The pictures below show the Rocky RS11's left and right sides. And while the LCD case seems rather thin for a rugged notebook, there are the protective bumpers around the corners, and all the ports and openings are covered and sealed with protective doors.
Below is a closer look at some of the design detail, and how the protective port covers are implemented.
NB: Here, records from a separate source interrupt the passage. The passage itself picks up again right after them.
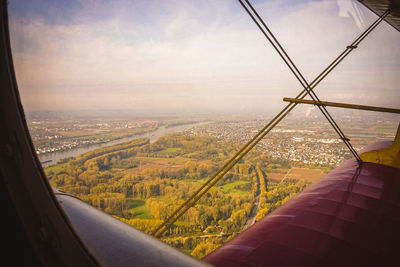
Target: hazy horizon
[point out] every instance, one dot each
(183, 57)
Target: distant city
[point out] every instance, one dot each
(300, 140)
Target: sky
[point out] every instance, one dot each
(195, 56)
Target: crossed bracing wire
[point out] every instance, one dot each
(308, 90)
(296, 72)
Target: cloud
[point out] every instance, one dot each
(201, 54)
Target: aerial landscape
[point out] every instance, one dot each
(142, 177)
(133, 105)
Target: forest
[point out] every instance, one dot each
(141, 184)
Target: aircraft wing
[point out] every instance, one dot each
(350, 217)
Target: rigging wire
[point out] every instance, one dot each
(191, 201)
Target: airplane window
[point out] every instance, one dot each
(133, 105)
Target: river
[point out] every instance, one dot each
(53, 157)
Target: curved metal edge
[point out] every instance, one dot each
(114, 243)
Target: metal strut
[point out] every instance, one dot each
(299, 76)
(191, 201)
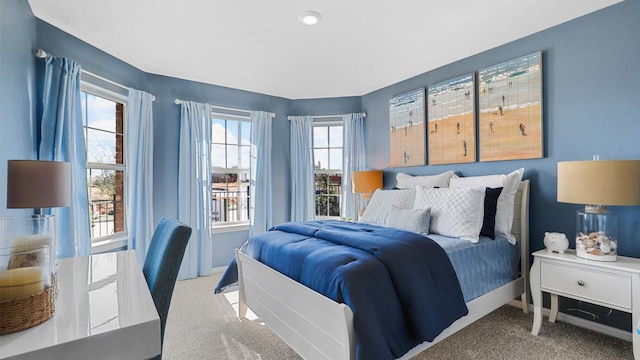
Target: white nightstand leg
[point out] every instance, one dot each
(553, 315)
(635, 315)
(536, 296)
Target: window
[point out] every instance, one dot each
(230, 158)
(327, 152)
(104, 124)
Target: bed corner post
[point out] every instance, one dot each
(524, 246)
(242, 305)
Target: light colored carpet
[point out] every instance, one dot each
(202, 325)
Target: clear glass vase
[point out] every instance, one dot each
(27, 241)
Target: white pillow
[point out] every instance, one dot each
(454, 212)
(381, 202)
(404, 181)
(414, 220)
(504, 210)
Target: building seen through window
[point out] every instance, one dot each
(230, 161)
(103, 124)
(327, 152)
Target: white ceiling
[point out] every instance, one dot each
(358, 47)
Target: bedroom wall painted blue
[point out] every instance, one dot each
(17, 90)
(591, 77)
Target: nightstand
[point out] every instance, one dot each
(614, 285)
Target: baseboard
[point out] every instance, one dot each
(580, 322)
(219, 269)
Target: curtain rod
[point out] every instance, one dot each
(43, 55)
(364, 114)
(179, 101)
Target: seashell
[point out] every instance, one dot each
(595, 251)
(603, 240)
(589, 243)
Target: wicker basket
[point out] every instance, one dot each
(21, 314)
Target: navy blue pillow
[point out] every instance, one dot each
(490, 205)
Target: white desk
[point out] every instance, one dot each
(104, 310)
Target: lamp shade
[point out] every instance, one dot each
(38, 184)
(599, 182)
(365, 182)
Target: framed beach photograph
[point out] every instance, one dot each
(451, 125)
(510, 105)
(407, 129)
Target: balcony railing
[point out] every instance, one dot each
(104, 215)
(229, 206)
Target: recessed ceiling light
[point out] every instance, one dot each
(309, 17)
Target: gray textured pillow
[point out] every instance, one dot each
(414, 220)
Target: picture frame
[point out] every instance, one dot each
(407, 129)
(451, 121)
(510, 109)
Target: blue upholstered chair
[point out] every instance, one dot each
(162, 263)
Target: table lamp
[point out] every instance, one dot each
(365, 183)
(598, 184)
(28, 243)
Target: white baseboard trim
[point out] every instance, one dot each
(583, 323)
(219, 269)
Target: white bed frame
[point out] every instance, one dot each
(316, 327)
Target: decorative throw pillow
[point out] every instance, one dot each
(381, 202)
(504, 211)
(414, 220)
(404, 181)
(490, 206)
(454, 212)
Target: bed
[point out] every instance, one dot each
(317, 327)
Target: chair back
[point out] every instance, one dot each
(162, 263)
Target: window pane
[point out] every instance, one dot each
(101, 113)
(244, 157)
(106, 201)
(232, 156)
(321, 205)
(245, 136)
(218, 131)
(335, 159)
(101, 146)
(233, 134)
(335, 136)
(320, 136)
(218, 156)
(219, 182)
(321, 158)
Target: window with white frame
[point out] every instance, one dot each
(327, 153)
(104, 131)
(230, 161)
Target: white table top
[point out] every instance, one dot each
(104, 310)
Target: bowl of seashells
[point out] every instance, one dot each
(596, 246)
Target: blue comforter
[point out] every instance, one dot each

So how rugged, exactly, is the Rocky RS11? The machine is sealed to IP65 specifications, which means it's totally sealed against dust, and can also handle low-pressure water jets from all directions. That's what you find on fully rugged machines; semi-rugged models generally offer IP53 or less. The -4 to 131 degree Fahrenheit operating temperature range, likewise, is more in the rugged than semi-rugged range. Amrel doesn't supply a transit drop number (usually three or four feet in fully rugged machines), but refers to functional shock testing instead. That's where equipment must remain functional with a sawtooth pulse shock of at least 40G for 11ms. Fair enough. Amrel also lists a variety of other MIL-STD-810G tests. That all suggests fully rugged, though we'd like some hands-on to confirm the numbers.
On the tech spec side, the RS11 is equally impressive. Amrel uses a 1.7GHz Intel Core i7 processor that can reach up to 2.8GHz in turbo boost. That suggests the 3rd generation i7-3517UE, an ultra-low voltage chip with "embedded" designation. We've benchmarked that chip in other gear and it is a very solid performer with very good economy. That means the RS11's 67 watt-hour battery should last quite long. There is no discrete graphics option, but the integrated Intel HD Graphics 4000 are more than quick enough for most applications.
On the memory side, the RS11 can accommodate up to 8GB of speedy 1600MHz DDR3 RAM. Mass storage is via removable 2.5-inch SSD. There's good connectivity with three USB 3.0 and one USB 2.0 ports, gigabit LAN, and audio. Sealed Fischer connectors (see Fischer Connector site) are optionally available, and they also seem to add an otherwise missing legacy serial port. The RS11 also has a multi bay port on its bottom, but we're not sure yet what the bay looks like.
The display measures 13.3 inches diagonally and offers 1,600 x 900 pixel resolution, which makes for wide-format 16:9 aspect ratio. There's no touch screen option, but the large capacitive touchpad offers multi-touch. The IPS display is described as sunlight-readable, and it has LED backlighting,
Amrel almost always offers wireless connectivity as options, which makes sense given that the military and some other customers may not want integrated radios. Available are 802.1a/b/g/n WiFi, Bluetooth 2.1 + EDR, dedicated u-blox GPS, and vendor/technology-independent Gobi 3000 mobile broadband.
There's much we don't know yet about the Amrel Rocky RS11—such as price, screen brightness and treatment, specifics of the multi bay, case materials, etc.—but from what we do know, Amrel may well have a true winner here. The Rocky RS11's combination of low weight, slender profile, high performance, and impressive ruggedness are quite unique, and certain to attract attention.
Based in El Monte, California, AMREL (AMerican RELiance) has a long history of offering value-added applications in vertical markets. The Rocky line of ruggedized notebook computers was introduced in 1995 and has been updated, enhanced, and fine-tuned every since. AMREL was among the first to offer the full power, expansion, and convenience of a standard notebook in a ruggedized package.